Key Takeaways

An Ongoing Epidemic

Since our survey of Asian American students in 2009, bullying incidents have increased over 20%.

Continuing Our Work To End Bullying

This survey also serves as a follow-up to our 2009 survey on the school bullying of all New York City students, including Asian American students.


Our report offers recommendations to the Department of Education, to work alongside Chancellor’s Regulation A-832.

In September 2008, Mayor Michael Bloomberg and former Schools Chancellor Joel Klein announced Chancellor’s Regulation A-832, which established policies and procedures on how New York City schools should respond to bias-based harassment, intimidation, and bullying in schools1. The Asian American Legal Defense and Education Fund (AALDEF), the Sikh Coalition, and many other community organizations had long advocated for such measures and we applauded the city for taking a foundational step to ensure the safety of all students.

However, as the five-year anniversary of the anti-bullying Regulation approaches, our survey found a significant gap between the promise of bias-free public schools and the day-to-day reality of Asian American students.

In 2012, the Asian American Legal Defense and Education Fund (AALDEF), the Sikh Coalition, with help from community partners the Coalition for Asian American Children and Families (CACF) and CAAAV: Organizing Asian Communities conducted a “snapshot” survey of 163 Asian American students to shed light on the current school climate in New York City public schools.

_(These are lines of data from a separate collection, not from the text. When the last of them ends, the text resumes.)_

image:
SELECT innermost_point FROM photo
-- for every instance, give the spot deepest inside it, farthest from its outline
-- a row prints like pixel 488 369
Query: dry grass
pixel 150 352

Our. alarming findings in New York City mirror national studies, such as a 2009 United States Department of Justice study, which found that 54% of Asian American students who reported bullying at school were bullied in the classroom itself. Outside the classroom, Asian Americans reported being bullied on school grounds at a rate 20% higher than whites and 10% higher than the next closest racial group. Finally, Asian Americans reported experiencing cyber-bullying once or twice a month, at a rate 40% higher than other racial groups.

It is our hope that the DOE will make it a priority to fully implement Chancellor’s Regulation A-832 in order to fulfill the promise of bias-free schools. All New York City students have the right to a safe environment in school, free from discrimination and harassment.